Our proposed method for determining the bite height using the TRG of the skull in the lateral projection, taking into account the Seraidarian-Tavano analysis, was as follows:
— the mandibular plane was marked (a straight line drawn through Me and the lowest point on the contour of the mandible in the area of the gonial angle);
— draw a tangent line to the posterior contour of the MF branch in the area of the most distal point of the condylar process of the MF and the ascending part of the gonial angle;
— at the intersection of these lines, a Go point was built;
— noted FH;
— marked the center of the face (point CF) at the intersection of the perpendicular to FH with the distal surface of the contour of the pterygopalatine fissure;
— built the CF-NA and CF-ENA axes;
— measured the angle of the upper third of the face Upper Angle (UA) (between the axes CF-Na and CF-ENA) (Fig. 15);
Rice. 15. Upper Angle (UA) - the angle of the upper third of the face between the CF-Na and CF-ENA axes; ENA (anteriornasalbone) is the most anterior point at the bottom of the nasal cavity, in the midsagittal plane.

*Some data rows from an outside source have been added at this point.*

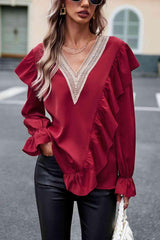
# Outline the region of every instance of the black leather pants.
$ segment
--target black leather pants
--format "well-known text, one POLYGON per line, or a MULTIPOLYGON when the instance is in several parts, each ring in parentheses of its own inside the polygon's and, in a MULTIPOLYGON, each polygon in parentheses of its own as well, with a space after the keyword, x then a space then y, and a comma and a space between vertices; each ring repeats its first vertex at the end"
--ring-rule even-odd
MULTIPOLYGON (((116 210, 113 190, 93 189, 86 196, 66 190, 63 172, 54 156, 40 155, 34 174, 42 240, 70 240, 74 201, 82 240, 111 240, 116 210)), ((76 239, 73 239, 76 240, 76 239)))

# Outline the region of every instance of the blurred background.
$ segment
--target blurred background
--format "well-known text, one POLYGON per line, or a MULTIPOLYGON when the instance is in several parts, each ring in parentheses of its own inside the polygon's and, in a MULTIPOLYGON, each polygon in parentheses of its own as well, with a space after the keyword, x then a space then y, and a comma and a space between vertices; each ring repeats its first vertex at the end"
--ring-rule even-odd
MULTIPOLYGON (((47 32, 50 0, 0 0, 0 239, 38 240, 33 175, 36 157, 22 152, 28 138, 21 109, 27 87, 14 73, 47 32)), ((160 239, 160 0, 107 0, 106 35, 129 44, 140 67, 132 72, 136 114, 137 196, 128 218, 135 240, 160 239)), ((75 203, 72 240, 81 231, 75 203)))
MULTIPOLYGON (((47 31, 50 0, 0 0, 0 57, 24 57, 42 41, 47 31)), ((126 41, 141 67, 136 71, 158 72, 160 61, 160 1, 107 0, 105 33, 126 41)))

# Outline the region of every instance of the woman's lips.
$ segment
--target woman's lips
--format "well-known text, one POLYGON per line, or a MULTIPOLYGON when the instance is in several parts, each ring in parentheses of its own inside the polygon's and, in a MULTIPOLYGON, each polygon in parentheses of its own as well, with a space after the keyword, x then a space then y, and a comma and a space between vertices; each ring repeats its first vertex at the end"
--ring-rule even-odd
POLYGON ((78 12, 78 15, 79 15, 80 17, 82 17, 82 18, 86 18, 86 17, 88 17, 89 12, 87 12, 87 11, 81 11, 81 12, 78 12))

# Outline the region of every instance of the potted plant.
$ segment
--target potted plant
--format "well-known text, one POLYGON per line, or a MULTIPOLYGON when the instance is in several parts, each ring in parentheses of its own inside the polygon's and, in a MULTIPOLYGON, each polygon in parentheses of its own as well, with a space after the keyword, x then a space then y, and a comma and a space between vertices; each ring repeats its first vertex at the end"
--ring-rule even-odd
POLYGON ((160 76, 160 57, 158 57, 158 76, 160 76))

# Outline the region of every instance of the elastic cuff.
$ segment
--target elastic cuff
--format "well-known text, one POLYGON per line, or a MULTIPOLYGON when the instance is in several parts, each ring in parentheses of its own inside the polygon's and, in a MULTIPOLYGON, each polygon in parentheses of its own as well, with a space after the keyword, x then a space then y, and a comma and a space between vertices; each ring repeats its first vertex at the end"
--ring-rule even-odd
POLYGON ((50 142, 48 130, 46 128, 39 129, 32 137, 29 137, 23 147, 23 151, 31 156, 40 155, 39 144, 50 142))
POLYGON ((136 195, 136 188, 133 178, 118 177, 115 193, 126 197, 134 197, 136 195))

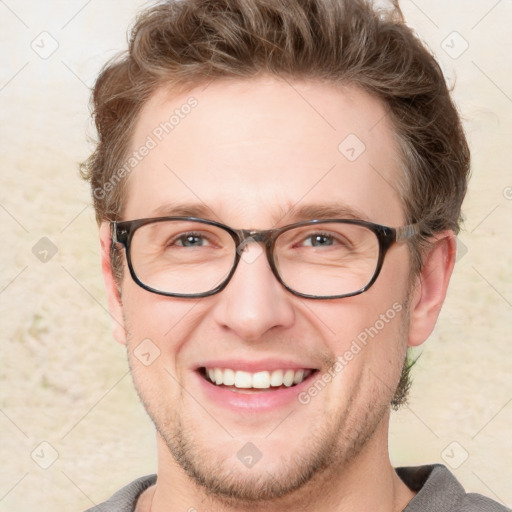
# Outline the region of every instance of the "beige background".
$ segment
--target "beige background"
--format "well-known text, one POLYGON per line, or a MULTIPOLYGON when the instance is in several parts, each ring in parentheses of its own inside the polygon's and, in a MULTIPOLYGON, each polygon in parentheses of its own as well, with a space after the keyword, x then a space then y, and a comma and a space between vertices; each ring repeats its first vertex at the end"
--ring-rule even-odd
MULTIPOLYGON (((88 87, 124 48, 141 5, 0 2, 0 512, 80 511, 155 470, 153 428, 112 341, 77 175, 93 135, 88 87), (43 237, 58 250, 47 262, 34 255, 48 250, 36 245, 43 237)), ((393 416, 391 456, 396 465, 444 460, 467 489, 511 507, 512 1, 402 6, 457 77, 473 179, 446 307, 410 405, 393 416)))

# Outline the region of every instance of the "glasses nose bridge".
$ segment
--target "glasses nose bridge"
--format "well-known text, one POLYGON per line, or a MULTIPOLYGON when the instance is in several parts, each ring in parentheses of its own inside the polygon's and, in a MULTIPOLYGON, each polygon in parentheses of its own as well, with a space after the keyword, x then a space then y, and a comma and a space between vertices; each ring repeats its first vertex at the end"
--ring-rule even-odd
POLYGON ((266 229, 266 230, 258 230, 258 229, 241 229, 238 231, 239 243, 237 247, 237 251, 243 251, 245 246, 250 244, 251 242, 255 243, 263 243, 265 247, 268 247, 269 242, 271 241, 275 230, 274 229, 266 229))

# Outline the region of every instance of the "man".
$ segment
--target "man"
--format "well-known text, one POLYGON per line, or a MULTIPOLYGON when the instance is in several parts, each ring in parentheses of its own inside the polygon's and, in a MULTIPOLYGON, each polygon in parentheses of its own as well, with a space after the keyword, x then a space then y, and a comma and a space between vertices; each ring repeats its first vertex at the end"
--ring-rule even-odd
POLYGON ((398 7, 165 2, 93 101, 83 171, 158 477, 90 510, 505 510, 389 460, 469 172, 398 7))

— on the mandibular plane, an angle TLA was laid equal to the angle UA, with the apex at point Go and the zero line coinciding with the Me-Go line (Fig. 16);
Rice. 16. Angle TLA is equal to angle UA with its vertex at point Go and the zero line coinciding with the Me-Go line.
— at the intersection of one of the rays of the TLA angle with the CF-ENA axis, the 3rd angle MA is formed;
- according to the authors, normally the CF-ENA and Me-Go axes are parallel, and the angles MA and UA have the same values;
— then, through the rotation point of the jaw Ax (1, 2), lines CF'—ENA' and Me'—Goc' were built, parallel to the axes CF—ENA and Me—Go;
— moved the LF contour relative to the rotation point Ax (1, 2) together with the Me'-Go' line until the CF'-ENA' and Me'-Go' lines coincided, which brought the bite height to the normal value according to Seraidarian —Tavano (Fig. 17).
Rice. 17. Moving the LF contour relative to the rotation point Ax (1, 2) together with the line Me'—Go' until the lines CF'—ENA' and Me'—Go' coincide.
The proposed methods for determining the height of the bite according to TRG data provide the possibility of additional control of the correct determination of the height of the bite during the reconstruction of the dentition. Of interest is the probability of coincidence of the bite height determined by calculation methods of TRG using the methods of different authors - which of the described methods is the most accurate and suitable for use in the clinic or in automatic computer systems for constructing dentition?
We expect to find answers to the questions posed by further studying this topic.